The current study has been designed to assess the mode of action against E. faecalis, and the results presented here are promising and warrant further investigation. Future studies aimed at assessing and producing clinically feasible sources of AgNPs for in vivo studies are necessary to translate these findings into clinical use. The correlation between the production of 𝛽-lactamases and the spread of resistance among isolates of Gram-positive pathogens is very high, forming serious clinical challenges . E. faecalis has the propensity to acquire resistance determinants via horizontal gene transfer, and it has shown the frequent occurrence of antimicrobial resistance, especially to tetracycline and erythromycin . In this context, this is the first study to shed light on the existence of blaTEM and blaCTX−M in a clinical isolate of E. faecalis using primers designed to amplify them in Gram-negative bacteria. Probeing the unusual event based on sequence changes of blaTEM and blaCTX−M in E. faecalis might lead to effective prevention strategies and control horizontal nosocomial transmission of organisms.
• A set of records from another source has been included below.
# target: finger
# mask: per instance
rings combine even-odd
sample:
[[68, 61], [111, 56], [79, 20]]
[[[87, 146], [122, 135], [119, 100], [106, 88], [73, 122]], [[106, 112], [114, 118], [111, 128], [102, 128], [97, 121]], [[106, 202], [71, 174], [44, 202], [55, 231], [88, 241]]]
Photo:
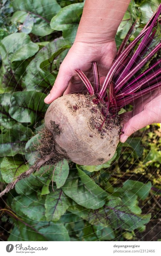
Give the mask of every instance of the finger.
[[71, 70], [69, 70], [64, 66], [59, 69], [58, 74], [50, 93], [44, 100], [44, 102], [47, 104], [51, 103], [63, 94], [68, 87], [70, 80], [75, 74], [71, 73]]
[[134, 132], [155, 121], [153, 115], [149, 115], [146, 110], [136, 115], [124, 123], [123, 130], [124, 133], [120, 135], [120, 141], [125, 142], [128, 137]]

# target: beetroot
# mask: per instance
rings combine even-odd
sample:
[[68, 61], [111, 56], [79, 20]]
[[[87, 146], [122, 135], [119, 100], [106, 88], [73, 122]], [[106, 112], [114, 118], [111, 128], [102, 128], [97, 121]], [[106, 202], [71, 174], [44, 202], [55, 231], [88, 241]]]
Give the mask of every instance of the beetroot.
[[45, 164], [65, 158], [81, 165], [96, 165], [112, 157], [119, 141], [119, 111], [161, 86], [161, 4], [128, 45], [131, 26], [101, 88], [96, 62], [92, 63], [93, 84], [81, 71], [75, 71], [89, 94], [63, 96], [51, 104], [38, 148], [41, 158], [9, 183], [0, 197]]

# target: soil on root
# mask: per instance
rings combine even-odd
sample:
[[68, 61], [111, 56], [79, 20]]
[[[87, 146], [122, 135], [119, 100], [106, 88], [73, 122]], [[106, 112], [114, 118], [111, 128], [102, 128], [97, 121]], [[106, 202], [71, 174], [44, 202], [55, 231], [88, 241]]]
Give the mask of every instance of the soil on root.
[[[53, 153], [54, 156], [47, 162], [44, 165], [54, 165], [61, 160], [62, 160], [65, 157], [65, 153], [64, 155], [58, 153], [55, 149], [57, 145], [55, 137], [56, 134], [60, 134], [61, 131], [58, 127], [58, 125], [55, 124], [54, 122], [52, 124], [53, 126], [53, 132], [51, 133], [49, 130], [45, 128], [42, 129], [40, 132], [40, 139], [39, 141], [39, 145], [36, 149], [41, 156], [41, 158], [44, 157], [49, 155], [51, 153]], [[63, 152], [64, 152], [63, 151]], [[66, 158], [66, 159], [67, 159]], [[39, 161], [39, 159], [38, 161]]]

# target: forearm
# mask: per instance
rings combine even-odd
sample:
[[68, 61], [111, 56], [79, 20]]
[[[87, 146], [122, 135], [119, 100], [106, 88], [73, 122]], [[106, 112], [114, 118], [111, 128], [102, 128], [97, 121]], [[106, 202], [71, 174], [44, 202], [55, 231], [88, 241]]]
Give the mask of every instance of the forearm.
[[95, 43], [115, 38], [130, 0], [86, 0], [76, 37]]

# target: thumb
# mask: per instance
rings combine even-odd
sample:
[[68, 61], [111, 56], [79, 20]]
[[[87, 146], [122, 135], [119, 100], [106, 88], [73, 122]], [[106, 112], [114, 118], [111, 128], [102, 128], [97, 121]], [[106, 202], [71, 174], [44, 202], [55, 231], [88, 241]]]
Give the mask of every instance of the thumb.
[[124, 123], [123, 130], [124, 133], [120, 135], [120, 141], [125, 142], [132, 134], [148, 125], [155, 123], [156, 121], [153, 115], [150, 115], [146, 110], [143, 110], [135, 115]]
[[74, 70], [73, 73], [71, 73], [71, 70], [68, 68], [66, 65], [61, 66], [50, 93], [44, 99], [45, 103], [49, 104], [57, 98], [62, 96], [68, 87], [69, 81], [74, 74]]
In this study, the C-FS combination of F. solani and C. aquatica showed synergistic effects for AgNPs synthesis. Optimization studies confirm that pH 9.0 for 72 h in 1 mM of AgNO3 using 1:2 v/v (C-FS:AgNO3) were the best conditions for AgNPs formation. Moreover, the small size of AgNPs and spherical shape suggests that they are stable particles. The different behavior of AgNPs against E. faecalis has been noticed. Protein leakage suggests that AgNPs might disrupt the cell wall and interfere with cellular components of E. faecalis. The chance of acquiring resistance genes in clinical isolates calls for an effective remedy in the control and surveillance of antibiotic resistance. Although the obtained AgNPs show promising antibacterial agents, further research is strongly recommended to investigate the safe usage of AgNPs.